On paper the question seems incongruous. The first information provided indicates that, on the contrary, the new group will create synergies (read staff reductions) which will increase its competitiveness. Duly noted. However, is it relevant that the world's two leading cement makers - by far - are merging simply in order to become the super leader in their industry?
Is it relevant that a cement maker be number one in the world when the industry itself instils a certain degree of "coherency" in competitors given that it is currently impossible to ship ready cement very far?
Is it relevant that a Franco-Belgian company (Lafarge was born of a merger with the Belgian company Coppée) make a marriage of "equals" that will lead it to locating its head office in Switzerland while waiting to relocate its top management there?
Is it relevant that Lafarge's employees and clients see their group double in size?
Will they benefit from the merger? Beyond a certain size, it's difficult to build affectio societatis: employees increasingly see themselves as "numbers". Has a mega merger ever been carried out in their interest or that of customers?
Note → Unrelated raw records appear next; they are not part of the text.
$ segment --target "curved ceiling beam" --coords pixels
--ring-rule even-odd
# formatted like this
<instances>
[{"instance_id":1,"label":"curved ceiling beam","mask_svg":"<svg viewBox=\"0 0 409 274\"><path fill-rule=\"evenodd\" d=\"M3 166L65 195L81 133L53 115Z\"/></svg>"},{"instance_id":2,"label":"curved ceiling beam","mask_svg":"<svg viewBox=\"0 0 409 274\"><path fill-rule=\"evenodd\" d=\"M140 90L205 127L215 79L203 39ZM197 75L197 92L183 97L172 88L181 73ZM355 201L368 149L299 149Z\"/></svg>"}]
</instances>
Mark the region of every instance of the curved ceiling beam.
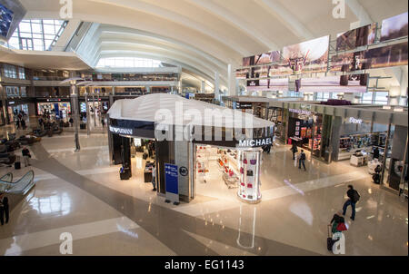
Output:
<instances>
[{"instance_id":1,"label":"curved ceiling beam","mask_svg":"<svg viewBox=\"0 0 409 274\"><path fill-rule=\"evenodd\" d=\"M234 46L232 46L233 41L228 41L226 37L219 35L215 30L207 28L204 25L199 24L198 23L189 19L186 16L181 15L179 14L171 12L169 10L161 8L157 5L147 4L144 1L139 0L91 0L94 2L113 5L120 6L126 9L133 9L140 11L143 13L149 14L153 16L160 16L165 20L175 22L176 24L186 25L197 32L202 33L204 35L210 36L219 43L224 44L225 46L231 47L232 50L236 51L241 55L246 55L249 54L248 49L242 48L239 44L234 43ZM229 43L230 42L230 43Z\"/></svg>"},{"instance_id":2,"label":"curved ceiling beam","mask_svg":"<svg viewBox=\"0 0 409 274\"><path fill-rule=\"evenodd\" d=\"M218 67L219 70L224 70L227 66L227 64L224 64L220 60L217 60L215 58L213 58L212 56L209 56L208 54L205 54L204 53L198 51L196 49L192 49L189 47L184 47L180 44L172 44L166 41L162 41L158 39L153 39L149 36L145 35L138 35L138 34L132 34L129 33L115 33L112 31L105 31L102 30L101 34L101 41L113 41L113 40L120 40L126 43L134 43L134 44L152 44L155 46L160 46L163 48L169 48L175 51L183 52L186 54L192 54L194 56L196 56L198 58L201 58L202 60L204 60L205 62L209 64L213 64L215 67Z\"/></svg>"},{"instance_id":3,"label":"curved ceiling beam","mask_svg":"<svg viewBox=\"0 0 409 274\"><path fill-rule=\"evenodd\" d=\"M361 25L365 25L374 22L365 8L357 0L346 0L346 5L359 19Z\"/></svg>"},{"instance_id":4,"label":"curved ceiling beam","mask_svg":"<svg viewBox=\"0 0 409 274\"><path fill-rule=\"evenodd\" d=\"M212 14L217 15L220 19L224 20L227 24L244 31L249 37L251 37L254 41L256 41L258 44L263 45L265 48L265 51L271 49L280 49L279 46L275 44L275 43L272 40L264 38L264 35L258 32L258 30L251 26L251 24L247 22L244 18L239 18L234 15L233 13L228 11L223 6L217 5L211 1L208 0L187 0L194 4L195 5L205 9ZM244 55L246 56L246 55Z\"/></svg>"},{"instance_id":5,"label":"curved ceiling beam","mask_svg":"<svg viewBox=\"0 0 409 274\"><path fill-rule=\"evenodd\" d=\"M117 51L119 53L136 51L136 52L158 54L163 56L168 56L170 59L183 61L184 63L195 66L199 70L205 69L206 72L211 72L212 73L214 73L214 72L218 71L212 64L205 64L203 62L203 60L198 60L193 57L192 55L185 55L183 53L181 54L177 52L173 52L165 48L155 47L150 44L135 44L123 42L115 42L115 43L103 42L101 44L101 53L106 51Z\"/></svg>"},{"instance_id":6,"label":"curved ceiling beam","mask_svg":"<svg viewBox=\"0 0 409 274\"><path fill-rule=\"evenodd\" d=\"M21 2L28 11L27 17L59 18L61 9L59 1L36 0L34 2L32 0L21 0ZM118 15L113 16L113 15ZM226 64L239 65L243 57L241 54L234 50L235 44L226 46L218 40L204 35L188 25L113 5L91 0L75 1L73 19L115 24L134 29L137 26L138 29L145 32L164 37L171 37L185 44L195 46L210 55L216 56ZM247 37L244 38L244 41L248 40Z\"/></svg>"},{"instance_id":7,"label":"curved ceiling beam","mask_svg":"<svg viewBox=\"0 0 409 274\"><path fill-rule=\"evenodd\" d=\"M187 44L184 44L181 43L178 43L177 41L172 41L168 39L164 39L161 37L153 36L152 34L144 34L143 32L136 31L136 30L129 30L129 29L124 29L119 27L109 27L106 28L105 26L103 26L102 28L102 37L106 36L119 36L119 35L125 35L126 36L126 39L132 40L132 39L143 39L145 41L152 41L155 44L161 44L165 46L172 46L174 48L180 49L183 52L186 53L195 53L197 55L202 56L203 58L209 60L213 64L216 64L220 68L224 68L227 66L227 64L224 63L220 59L214 58L212 55L207 54L206 53L192 47Z\"/></svg>"},{"instance_id":8,"label":"curved ceiling beam","mask_svg":"<svg viewBox=\"0 0 409 274\"><path fill-rule=\"evenodd\" d=\"M196 68L192 67L189 64L186 64L182 62L175 61L175 60L170 59L166 56L162 56L162 55L156 54L144 53L144 52L139 53L139 52L135 52L135 51L132 51L129 53L126 53L126 52L118 53L115 51L101 53L101 58L111 58L111 57L137 57L137 58L155 59L155 60L162 61L162 62L169 64L180 66L185 70L195 73L197 75L200 75L204 79L207 80L209 83L212 83L214 81L214 75L212 76L209 73L206 73L205 72L198 71ZM220 82L223 83L224 85L227 83L224 77L220 78Z\"/></svg>"},{"instance_id":9,"label":"curved ceiling beam","mask_svg":"<svg viewBox=\"0 0 409 274\"><path fill-rule=\"evenodd\" d=\"M300 40L314 39L314 35L291 14L278 1L274 0L254 0L260 6L265 8L272 15L276 17Z\"/></svg>"}]
</instances>

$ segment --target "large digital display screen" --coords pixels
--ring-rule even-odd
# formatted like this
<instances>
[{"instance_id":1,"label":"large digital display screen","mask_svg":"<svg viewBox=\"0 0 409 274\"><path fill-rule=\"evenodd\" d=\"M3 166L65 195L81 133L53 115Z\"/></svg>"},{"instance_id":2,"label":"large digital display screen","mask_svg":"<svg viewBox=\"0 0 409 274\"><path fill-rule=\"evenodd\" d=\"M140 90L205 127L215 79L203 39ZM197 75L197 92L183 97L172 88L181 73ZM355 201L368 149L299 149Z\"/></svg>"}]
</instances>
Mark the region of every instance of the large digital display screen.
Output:
<instances>
[{"instance_id":1,"label":"large digital display screen","mask_svg":"<svg viewBox=\"0 0 409 274\"><path fill-rule=\"evenodd\" d=\"M18 0L0 0L0 40L8 41L25 15Z\"/></svg>"},{"instance_id":2,"label":"large digital display screen","mask_svg":"<svg viewBox=\"0 0 409 274\"><path fill-rule=\"evenodd\" d=\"M272 51L254 56L243 58L243 66L259 65L279 62L281 54L279 51Z\"/></svg>"},{"instance_id":3,"label":"large digital display screen","mask_svg":"<svg viewBox=\"0 0 409 274\"><path fill-rule=\"evenodd\" d=\"M0 35L6 38L15 13L0 4Z\"/></svg>"},{"instance_id":4,"label":"large digital display screen","mask_svg":"<svg viewBox=\"0 0 409 274\"><path fill-rule=\"evenodd\" d=\"M288 79L248 80L247 91L288 91Z\"/></svg>"},{"instance_id":5,"label":"large digital display screen","mask_svg":"<svg viewBox=\"0 0 409 274\"><path fill-rule=\"evenodd\" d=\"M376 35L376 24L371 24L338 34L336 38L337 51L349 51L356 47L372 44Z\"/></svg>"},{"instance_id":6,"label":"large digital display screen","mask_svg":"<svg viewBox=\"0 0 409 274\"><path fill-rule=\"evenodd\" d=\"M349 73L368 68L364 51L334 55L331 58L330 71L332 72Z\"/></svg>"},{"instance_id":7,"label":"large digital display screen","mask_svg":"<svg viewBox=\"0 0 409 274\"><path fill-rule=\"evenodd\" d=\"M381 42L407 36L407 15L406 12L382 21Z\"/></svg>"},{"instance_id":8,"label":"large digital display screen","mask_svg":"<svg viewBox=\"0 0 409 274\"><path fill-rule=\"evenodd\" d=\"M323 73L327 70L329 36L324 36L283 49L282 72L285 74Z\"/></svg>"},{"instance_id":9,"label":"large digital display screen","mask_svg":"<svg viewBox=\"0 0 409 274\"><path fill-rule=\"evenodd\" d=\"M364 55L369 68L407 65L407 43L374 48Z\"/></svg>"},{"instance_id":10,"label":"large digital display screen","mask_svg":"<svg viewBox=\"0 0 409 274\"><path fill-rule=\"evenodd\" d=\"M366 77L348 75L346 78L328 76L323 78L303 78L299 82L299 91L302 93L366 93ZM366 81L363 81L363 80Z\"/></svg>"},{"instance_id":11,"label":"large digital display screen","mask_svg":"<svg viewBox=\"0 0 409 274\"><path fill-rule=\"evenodd\" d=\"M235 71L235 78L247 79L249 76L249 69L238 69Z\"/></svg>"}]
</instances>

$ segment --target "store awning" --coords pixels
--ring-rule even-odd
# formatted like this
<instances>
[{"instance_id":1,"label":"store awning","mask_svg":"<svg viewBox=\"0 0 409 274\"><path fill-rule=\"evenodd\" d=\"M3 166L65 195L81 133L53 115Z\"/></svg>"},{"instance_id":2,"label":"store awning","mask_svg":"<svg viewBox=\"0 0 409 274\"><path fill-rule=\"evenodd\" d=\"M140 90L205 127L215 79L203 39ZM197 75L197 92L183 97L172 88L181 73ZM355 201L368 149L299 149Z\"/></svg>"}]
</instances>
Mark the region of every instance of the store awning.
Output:
<instances>
[{"instance_id":1,"label":"store awning","mask_svg":"<svg viewBox=\"0 0 409 274\"><path fill-rule=\"evenodd\" d=\"M197 125L257 129L274 125L253 114L178 95L156 93L115 101L110 119L151 122L170 125Z\"/></svg>"}]
</instances>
Let's be real. This type of operation feeds management's Ego, shareholder value and...incidentally, the wallets of intermediaries - investment bankers, lawyers, etc. - responsible for ensuring its success. Let's not delude ourselves: that’s its primary "purpose". For companies with dispersed capital, it's also a way to definitively take cover from all predators, given their size. These ambitions will probably be fulfilled. But is it really reasonable to seek such total domination of one's industry? Giants often have feet of clay.
Is it reason enough to create a group that will be very difficult to manage? Wouldn't it be better for shareholders to ask for more information about the benefits for employees and customers and, more to the point, about the commissions that will be paid to intermediaries and banks to complete the operation?
Germany has put supervisory boards in place on which employees are very well represented. This has prevented this type of cross-border operation to date... France is playing the market and internationalisation game, even though the decision-making centres of its greatest companies may leave the country.
What will we tell our grand-children in a few years if our best companies are no longer French?